Ceferina, en lugar de echar el agua en el mate, me la derramó en la mano. Por el amor propio herido, o por la mano quemada, me enojé.

—¿A un relojero? Bueno fuera ¿para qué estoy yo?

Desde que volvió a casa, por primera vez le hablaba destempladamente.

Me fui al taller con el relojito, una máquina muy sólida, un Cóncer que le compré el año pasado, para las fiestas, en la calle José Evaristo Uriburu.

Al rato llegó Ceferina y me dijo:

—Vos fuiste siempre trabajador.

—¿Qué me decís con eso? —le pregunté.

—Que me recordás a esos mocitos que son un modelo hasta que se les cruza la primera pollera. Estoy segura que tenés el trabajo atrasado. Qué pensarán los clientes.

—Todo el mundo se toma sus vacaciones.

—Una pregunta: si te gustaba tanto la Diana ¿por qué te gusta ahora? Está cambiada. Fijate: desde que ha vuelto, ni siquiera le ha salido un herpes en el labio.

No vaya a creer que me hablaba en broma.

Pensé que el doctor Reger Samaniego tuvo razón de prevenirme contra la tentación de empujar de nuevo a Diana a sus manías. Aunque la tentación no partía de mí, yo debía estar alerta para no ceder a los comentarios intencionados de la gente que me rodeaba. La recomendación del médico, que grabé en la memoria, en ese momento se me presentó como un verdadero apoyo.

—Decime francamente —le pregunté a Ceferina— ¿vos no creés que se te va la mano con mi señora? Te ensañás demasiado.

—No me ensaño con tu señora.

Lo que hay que oír. Acto continuo, Ceferina se encerró en una de esas lunas que le son tan propias.

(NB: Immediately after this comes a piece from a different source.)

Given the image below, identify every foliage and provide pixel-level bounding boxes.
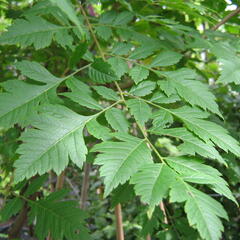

Por su, parte Diana empezó un verdadero trabajo de paciencia para que la familia volviera a visitarnos. No lo va a creer: Adriana María le contestó que no tenía ninguna obligación de aguantarme, porque no estaba casada conmigo, y que si Diana quería verla, nadie le iba a cerrar la puerta en la casa de su padre.

Don Martín se dejó convencer, atraído seguramente por la promesa de un almuerzo preparado por Diana. ¿Cómo iba a sospechar el pobre, que ahora, en casa, cocinaba Ceferina? Vino al otro día. Según Diana, el viejo y yo nos miramos con tanta desconfianza y hosquedad que ella se preguntó si por impaciencia no había arruinado toda posibilidad de reconciliación. En este punto debo reconocer que mi señora, en el Frenopático, debió de aprender a disimular el estado de ánimo —lo que puede ser útil— porque, lejos de manifestar ansiedad, echó a reír y dijo en un tono irresistiblemente cariñoso:

—Parecen dos perros que no se deciden por jugar o pelear. Papá, tenés que perdonarlo, porque lo hizo por mi bien.

Don Martín no cedía, pero finalmente dijo:

—Lo perdono si promete que nunca más volverá a encerrarte.

—No va a ser necesario —afirmó Diana con la mayor convicción.

Abrazando efusivamente a don Martín, repetí:

—Lo prometo, lo prometo.

A pesar de su carácter desconfiado y frío, don Martín no pudo menos que notar mi sinceridad. Pasamos al comedor. La comida le deparó una desilusión considerable, pero cuando temíamos lo peor, reclamó mis pantuflas y respiramos aliviados. Concluimos la noche brindando con sidra. La vieja Ceferina, que aparecía de vez en cuando y nos miraba con desprecio, estropeó un poco, por lo menos para mí, esos momentos de expansión familiar.